争いを避けようにも移動すべきフロンティアのない時代が始まっていたのです。
グレートジャーニーの果て
人類の進むべき道とは…
実は、私たちには争いをエスカレートさせてしまう仕組みがある…イギリスで行われたある実験、映像を見てもらいその時の脳の活動を調べる。
見てもらうのは…
”男が女性に激しく平手打ちされる”…他人が叩かれているのを見て活発に働いたのは島皮質(とうひしつ)、不快なものを見た時に反応する場所だ。
私たちの脳には、他人の痛みを不快に感じる仕組みがある。…ところが映像を見せる前にある事をささやくと脳の反応がガラリと変わる。
そのセリフとは、…「この男の人は彼女にひどい事をしたんです」…すると島皮質の代わりに側座核という場所が働いた…。

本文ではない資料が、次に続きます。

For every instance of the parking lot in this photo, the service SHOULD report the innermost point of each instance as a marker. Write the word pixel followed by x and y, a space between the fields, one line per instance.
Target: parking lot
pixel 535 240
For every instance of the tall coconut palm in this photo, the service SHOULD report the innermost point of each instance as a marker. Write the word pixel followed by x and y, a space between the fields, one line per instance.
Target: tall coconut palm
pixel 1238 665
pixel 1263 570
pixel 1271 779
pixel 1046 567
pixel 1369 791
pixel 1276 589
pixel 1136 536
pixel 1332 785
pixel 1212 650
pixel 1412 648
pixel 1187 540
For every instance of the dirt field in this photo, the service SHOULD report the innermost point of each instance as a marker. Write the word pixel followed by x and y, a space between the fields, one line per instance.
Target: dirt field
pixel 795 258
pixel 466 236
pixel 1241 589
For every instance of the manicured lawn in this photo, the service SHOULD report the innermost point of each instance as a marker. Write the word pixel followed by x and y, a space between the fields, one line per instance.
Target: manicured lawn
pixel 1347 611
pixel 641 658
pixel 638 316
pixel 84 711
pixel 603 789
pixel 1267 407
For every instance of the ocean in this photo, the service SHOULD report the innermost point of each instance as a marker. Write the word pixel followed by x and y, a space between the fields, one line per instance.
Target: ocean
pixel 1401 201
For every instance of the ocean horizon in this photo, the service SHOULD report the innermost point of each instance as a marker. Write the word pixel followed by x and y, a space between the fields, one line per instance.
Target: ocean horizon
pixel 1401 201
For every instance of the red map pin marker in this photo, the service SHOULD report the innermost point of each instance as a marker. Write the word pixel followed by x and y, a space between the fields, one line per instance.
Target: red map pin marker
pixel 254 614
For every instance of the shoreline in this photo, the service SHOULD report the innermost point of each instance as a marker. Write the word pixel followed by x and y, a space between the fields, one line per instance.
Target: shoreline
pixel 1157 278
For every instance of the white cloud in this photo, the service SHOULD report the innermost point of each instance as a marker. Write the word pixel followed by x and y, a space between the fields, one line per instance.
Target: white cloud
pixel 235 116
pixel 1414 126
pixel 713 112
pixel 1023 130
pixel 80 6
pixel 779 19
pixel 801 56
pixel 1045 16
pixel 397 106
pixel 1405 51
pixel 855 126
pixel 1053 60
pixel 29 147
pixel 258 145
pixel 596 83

イギリス ウェルカム・トラスト脳神経画像化研究センター ベン・シーモア博士
「側座核は人が快楽を快楽を得た場合に活動する場所です。人間はその人が悪い人だとわかれば、相手が痛みを受けていても同情せず、逆に天罰だと思って快感を覚えるのです」
同じ映像を見てここまで変わる…いったいなぜ、こんな仕組みがあるのか…。
イギリス ウェルカム・トラスト脳神経画像化研究センター ベン・シーモア博士
「それは、私たちが集団で生きてきたからです。同じ集団の顔なじみの相手に罰を与えるのは、誰でも躊躇します。だからあえて快感を覚える仕組みが必要になったのです…躊躇せずきちんと罰を与える事で協力し合う社会が守られるのです」
つまり、この仕組みは
仲間同士で生きてきた故のもの
それがあだとなり
争いを激しいものにしてしまう
争いをエスカレートさせない
方法とは、…
他人を罰する事に
快感すら感じてしまう心がある事に
私たちが気づく事かも知れない
それは、不可能なんだろうか
いや…そうではないだろう
人間とは、遥かな道のりを越え、新しい世界を目指してきた生き物なのだから…。